青空のカットが挿入された理由とは?〜映像の魅力
本作の映像を担当するのは、ハリス・サヴィデス。サントの作品をはじめ、『ゲーム』や『裏切り者』などを担当してきた名カメラマンである。
そんなサヴィデスだが、本作ではリアルなティーンな日常をあくまでフラットに切り取ることに全振りしている。たとえば、学校のシーンでは、自由に演技する役者をバストショットで追従するだけで、ほぼ全てのシーン「ワンシーン・ワンカット」で撮影されている。
また、本作の画面のサイズも、一般的な映画で用いられるシネスコサイズやビスタサイズではなく、より正方形に近いスタンダードサイズで撮影されている。ここからは、観客の視野狭窄とともに、被写体を美的にではなく即物的に切り取りたいというサヴィデスの意図が垣間見える。
そんな中、異彩を放つカットが、冒頭とラストに挿入される「コマ落とし(低速度撮影」の青空の映像である。サントは、このカットの意味を明示してはいないが、本事件の惨劇が、いつもと変わらない日常の延長線上で起きたことを暗示しているように思える。そう考えると本作では、むしろ事件の顛末の方がインサートなのかもしれない。
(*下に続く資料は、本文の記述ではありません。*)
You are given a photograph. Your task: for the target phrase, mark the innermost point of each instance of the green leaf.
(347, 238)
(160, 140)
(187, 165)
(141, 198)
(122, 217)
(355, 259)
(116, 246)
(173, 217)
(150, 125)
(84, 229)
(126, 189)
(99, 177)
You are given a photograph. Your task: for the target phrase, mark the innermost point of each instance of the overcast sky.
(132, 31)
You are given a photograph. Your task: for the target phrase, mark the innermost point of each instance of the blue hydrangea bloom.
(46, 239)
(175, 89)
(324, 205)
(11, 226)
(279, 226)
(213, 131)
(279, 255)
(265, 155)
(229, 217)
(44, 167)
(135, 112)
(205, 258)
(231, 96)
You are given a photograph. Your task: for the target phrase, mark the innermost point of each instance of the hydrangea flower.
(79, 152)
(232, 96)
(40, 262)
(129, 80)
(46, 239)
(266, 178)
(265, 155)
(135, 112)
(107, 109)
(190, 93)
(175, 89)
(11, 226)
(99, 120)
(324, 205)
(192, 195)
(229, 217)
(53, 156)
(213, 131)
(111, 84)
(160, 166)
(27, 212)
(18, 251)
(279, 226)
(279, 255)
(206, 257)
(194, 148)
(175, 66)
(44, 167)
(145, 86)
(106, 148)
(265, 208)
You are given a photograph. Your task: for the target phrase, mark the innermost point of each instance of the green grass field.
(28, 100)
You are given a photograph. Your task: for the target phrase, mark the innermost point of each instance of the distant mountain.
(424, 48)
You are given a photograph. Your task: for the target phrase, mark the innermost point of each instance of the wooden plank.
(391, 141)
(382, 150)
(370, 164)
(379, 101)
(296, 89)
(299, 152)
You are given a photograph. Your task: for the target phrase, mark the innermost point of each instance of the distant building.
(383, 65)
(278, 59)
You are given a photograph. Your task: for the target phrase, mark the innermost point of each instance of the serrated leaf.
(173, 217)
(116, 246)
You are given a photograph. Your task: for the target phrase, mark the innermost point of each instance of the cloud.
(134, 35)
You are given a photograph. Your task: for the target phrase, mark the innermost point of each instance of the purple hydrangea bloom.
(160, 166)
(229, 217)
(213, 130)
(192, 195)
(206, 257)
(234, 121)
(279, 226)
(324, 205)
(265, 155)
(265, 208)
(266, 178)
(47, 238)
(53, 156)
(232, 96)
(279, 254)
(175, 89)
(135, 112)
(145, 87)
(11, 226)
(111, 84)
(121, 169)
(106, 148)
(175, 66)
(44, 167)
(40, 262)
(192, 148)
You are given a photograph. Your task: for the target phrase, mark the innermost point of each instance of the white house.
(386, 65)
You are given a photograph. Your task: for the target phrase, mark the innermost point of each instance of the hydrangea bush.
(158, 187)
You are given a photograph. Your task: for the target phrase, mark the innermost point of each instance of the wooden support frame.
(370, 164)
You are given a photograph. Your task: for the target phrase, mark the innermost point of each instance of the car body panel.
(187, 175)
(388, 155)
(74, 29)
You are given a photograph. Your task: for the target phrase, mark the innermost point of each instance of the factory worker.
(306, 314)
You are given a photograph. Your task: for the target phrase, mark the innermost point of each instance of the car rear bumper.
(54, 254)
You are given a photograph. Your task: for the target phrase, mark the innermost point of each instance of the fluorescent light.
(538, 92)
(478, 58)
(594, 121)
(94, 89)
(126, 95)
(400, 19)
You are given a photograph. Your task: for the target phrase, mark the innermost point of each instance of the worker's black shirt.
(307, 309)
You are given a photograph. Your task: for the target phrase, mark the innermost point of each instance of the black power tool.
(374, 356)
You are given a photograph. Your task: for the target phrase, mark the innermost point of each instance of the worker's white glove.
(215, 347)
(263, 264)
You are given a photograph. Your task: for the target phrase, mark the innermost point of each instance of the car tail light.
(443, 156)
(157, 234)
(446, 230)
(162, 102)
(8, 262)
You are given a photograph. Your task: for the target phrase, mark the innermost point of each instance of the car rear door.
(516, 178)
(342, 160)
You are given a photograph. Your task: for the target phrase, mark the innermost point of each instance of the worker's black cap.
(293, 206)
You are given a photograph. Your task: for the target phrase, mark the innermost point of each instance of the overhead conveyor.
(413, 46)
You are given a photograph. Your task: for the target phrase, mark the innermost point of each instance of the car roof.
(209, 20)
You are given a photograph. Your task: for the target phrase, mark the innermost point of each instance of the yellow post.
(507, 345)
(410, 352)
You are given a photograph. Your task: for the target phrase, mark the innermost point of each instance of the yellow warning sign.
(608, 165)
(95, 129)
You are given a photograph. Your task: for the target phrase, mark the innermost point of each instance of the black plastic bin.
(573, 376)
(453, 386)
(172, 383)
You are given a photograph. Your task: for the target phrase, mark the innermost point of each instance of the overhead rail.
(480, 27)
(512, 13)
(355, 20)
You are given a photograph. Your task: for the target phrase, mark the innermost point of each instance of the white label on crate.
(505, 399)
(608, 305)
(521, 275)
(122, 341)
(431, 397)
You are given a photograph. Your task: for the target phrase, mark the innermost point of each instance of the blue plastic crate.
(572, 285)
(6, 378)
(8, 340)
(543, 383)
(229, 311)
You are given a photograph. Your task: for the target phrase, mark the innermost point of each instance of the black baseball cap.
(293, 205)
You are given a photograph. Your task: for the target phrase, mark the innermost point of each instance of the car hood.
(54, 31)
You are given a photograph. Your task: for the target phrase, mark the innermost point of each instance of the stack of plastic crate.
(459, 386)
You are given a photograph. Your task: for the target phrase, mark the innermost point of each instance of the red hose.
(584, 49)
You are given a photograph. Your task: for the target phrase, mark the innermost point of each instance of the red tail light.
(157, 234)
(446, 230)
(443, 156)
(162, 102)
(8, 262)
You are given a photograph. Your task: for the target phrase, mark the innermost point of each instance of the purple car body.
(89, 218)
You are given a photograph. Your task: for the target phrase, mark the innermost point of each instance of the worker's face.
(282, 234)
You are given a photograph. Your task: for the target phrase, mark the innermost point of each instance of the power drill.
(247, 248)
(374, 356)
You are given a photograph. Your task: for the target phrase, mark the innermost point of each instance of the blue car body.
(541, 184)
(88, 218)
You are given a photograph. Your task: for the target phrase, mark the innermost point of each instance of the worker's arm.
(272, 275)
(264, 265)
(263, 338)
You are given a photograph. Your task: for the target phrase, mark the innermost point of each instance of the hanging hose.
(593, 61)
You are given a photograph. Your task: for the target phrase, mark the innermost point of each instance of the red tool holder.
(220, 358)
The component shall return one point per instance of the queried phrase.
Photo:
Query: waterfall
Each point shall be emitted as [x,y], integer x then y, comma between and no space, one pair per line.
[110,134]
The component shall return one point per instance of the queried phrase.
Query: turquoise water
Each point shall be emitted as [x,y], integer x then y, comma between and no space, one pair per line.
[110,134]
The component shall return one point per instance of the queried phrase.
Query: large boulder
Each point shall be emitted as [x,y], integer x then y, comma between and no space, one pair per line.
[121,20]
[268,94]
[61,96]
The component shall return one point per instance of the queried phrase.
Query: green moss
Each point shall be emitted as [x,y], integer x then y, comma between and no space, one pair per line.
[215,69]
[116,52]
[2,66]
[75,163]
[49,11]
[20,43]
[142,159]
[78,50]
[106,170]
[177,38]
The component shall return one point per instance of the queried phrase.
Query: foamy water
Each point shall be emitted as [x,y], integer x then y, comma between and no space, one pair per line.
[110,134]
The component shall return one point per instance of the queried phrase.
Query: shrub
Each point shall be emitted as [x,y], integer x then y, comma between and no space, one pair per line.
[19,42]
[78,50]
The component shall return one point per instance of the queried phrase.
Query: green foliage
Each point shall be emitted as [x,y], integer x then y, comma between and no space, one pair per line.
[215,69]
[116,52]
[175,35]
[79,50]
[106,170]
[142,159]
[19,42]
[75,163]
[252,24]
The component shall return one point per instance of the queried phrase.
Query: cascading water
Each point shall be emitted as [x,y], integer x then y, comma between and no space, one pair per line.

ちなみに、コマ落としで空模様を映したカットはガス・ヴァン・サント作品に頻出するイメージであり、長編処女作『ドラッグストア・カウボーイ』(1989)でも観ることができる。
なおサヴィデスは、2012年に脳腫瘍によって55歳という若さで逝去。彼の才能を考えれば、アメリカ映画界にとってあまりに惜しい損失である。